The underlying co-inertia analysis methodology was first used in ecological studies where researchers used it to look for links between environmental variables and species characteristics. Drawing from the applications in the ecological domain, Culhane and other colleagues, including Amin Moghaddas Gholami, a bioinformatics group leader at TUM and one of the co-authors on the MCIA paper, set about adapting co-inertia analysis to work for genetic data and they have successfully applied it in various studies on various data types.
In the aforementioned 2003 paper — the first demonstrating the application of co-inertia analysis to genomics data — the researchers used the method to analyze gene expression datasets from the NCI-60 panel that were generated on two separate microarray platforms. In two other earlier studies that Culhane was involved in, she and colleagues worked on combining proteomics data and gene expression information; and on integrating transcription factor binding site information with gene expression datasets.
Studies done by Gholami that use the method include one that was published in 2010 in Bioinformatics and used several techniques to analyze microarray data. Specifically, they used co-inertia analysis, back-transformation, and Hungarian matching to find co-structure in datasets where the samples are not matched. Gholami's team also used co-inertia analysis to integrate and explore proteome and transcriptome data from the NCI-60 panel. Details of that study were published in a Cell Reports paper last year.
MCIA, meantime, has been used in at least one other study focused on identifying outlier genes and species in phylogenomics data. One of the benefits of the method compared to traditional approaches is that "you don't have to pre-filter or pre-map all of the variables onto the genome," before trying to find correlations in the data, Culhane said. This helps researchers avoid difficulties associated with merging annotations from different technologies which may have different probes and detection methods. It also means that "you can basically take any number of variables and they don’t have to match, … you can analyze all the variables and don't have to restrict yourself to just analyzing the intersection of variables from the datasets ," she said.
Furthermore, since the data ultimately inhabits the same space and is changed to the same scale, "you can now take the coordinates for all the genes [and] proteins or other variables that have been integrated and transformed onto the same scale, and put them into another analysis" revealing new biological insights that might not have been obvious from analyzing the data in isolation, she said. For example, the third figure in the paper shows how an integrated analysis of proteomics and microarray data from cancer cells using MCIA highlighted an important signaling pathway involved in the cancer, an observation that might not have been made if the datasets had been analyzed separately, according to Culhane.

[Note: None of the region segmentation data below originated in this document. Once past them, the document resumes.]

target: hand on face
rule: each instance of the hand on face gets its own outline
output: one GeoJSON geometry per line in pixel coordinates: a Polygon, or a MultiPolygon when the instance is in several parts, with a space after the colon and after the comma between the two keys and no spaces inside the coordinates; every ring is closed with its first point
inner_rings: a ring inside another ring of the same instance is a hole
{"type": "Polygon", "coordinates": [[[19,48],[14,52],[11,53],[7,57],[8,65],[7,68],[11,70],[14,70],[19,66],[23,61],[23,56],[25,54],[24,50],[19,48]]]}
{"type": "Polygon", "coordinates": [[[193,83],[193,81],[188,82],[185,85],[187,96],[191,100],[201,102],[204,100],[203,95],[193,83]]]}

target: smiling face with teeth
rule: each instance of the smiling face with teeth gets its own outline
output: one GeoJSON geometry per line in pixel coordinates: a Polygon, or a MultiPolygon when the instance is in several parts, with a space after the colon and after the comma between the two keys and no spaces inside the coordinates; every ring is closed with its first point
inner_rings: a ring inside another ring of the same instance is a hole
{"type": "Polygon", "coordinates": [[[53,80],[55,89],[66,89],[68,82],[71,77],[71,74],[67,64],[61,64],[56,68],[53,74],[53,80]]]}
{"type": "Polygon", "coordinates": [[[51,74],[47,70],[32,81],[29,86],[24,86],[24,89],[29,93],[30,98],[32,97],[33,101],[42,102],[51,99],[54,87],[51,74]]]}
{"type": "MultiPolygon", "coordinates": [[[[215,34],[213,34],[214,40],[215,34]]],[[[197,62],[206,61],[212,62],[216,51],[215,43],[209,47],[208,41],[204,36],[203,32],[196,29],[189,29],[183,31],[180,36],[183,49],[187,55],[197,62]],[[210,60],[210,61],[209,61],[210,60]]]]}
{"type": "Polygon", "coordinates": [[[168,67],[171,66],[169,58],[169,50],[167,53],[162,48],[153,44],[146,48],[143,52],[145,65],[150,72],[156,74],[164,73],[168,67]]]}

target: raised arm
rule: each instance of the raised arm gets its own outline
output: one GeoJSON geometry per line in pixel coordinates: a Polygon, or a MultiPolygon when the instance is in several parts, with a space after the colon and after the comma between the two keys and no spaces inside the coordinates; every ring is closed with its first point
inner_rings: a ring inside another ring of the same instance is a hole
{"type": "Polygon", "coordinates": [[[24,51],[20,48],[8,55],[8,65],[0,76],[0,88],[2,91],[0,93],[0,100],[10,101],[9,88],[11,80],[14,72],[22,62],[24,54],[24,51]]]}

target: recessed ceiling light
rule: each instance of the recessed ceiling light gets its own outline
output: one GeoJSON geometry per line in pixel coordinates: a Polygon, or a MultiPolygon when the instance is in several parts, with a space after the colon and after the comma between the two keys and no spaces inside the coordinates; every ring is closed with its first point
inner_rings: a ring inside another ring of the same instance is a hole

In emailed comments, Gholami highlighted the challenge of making sense of the large quantities of omic data currently available to researchers. "We need to make big data look little and for that we need common features and ways to present data to scientists with different skills and backgrounds," he told BioInform. "MCIA does that all. It shrinks data all in one place, [highlights] interesting correlations … and [lets users] visualize the data in a simple 2-3 dimensional space that facilitates data interpretation."
For their next steps, she said, the researchers will work on new ways to both integrate data and better identify relevant pathways and gene expression signatures, she said. The current incarnation of the MCIA method is available in the omicade4 package on the R/Bioconductor website.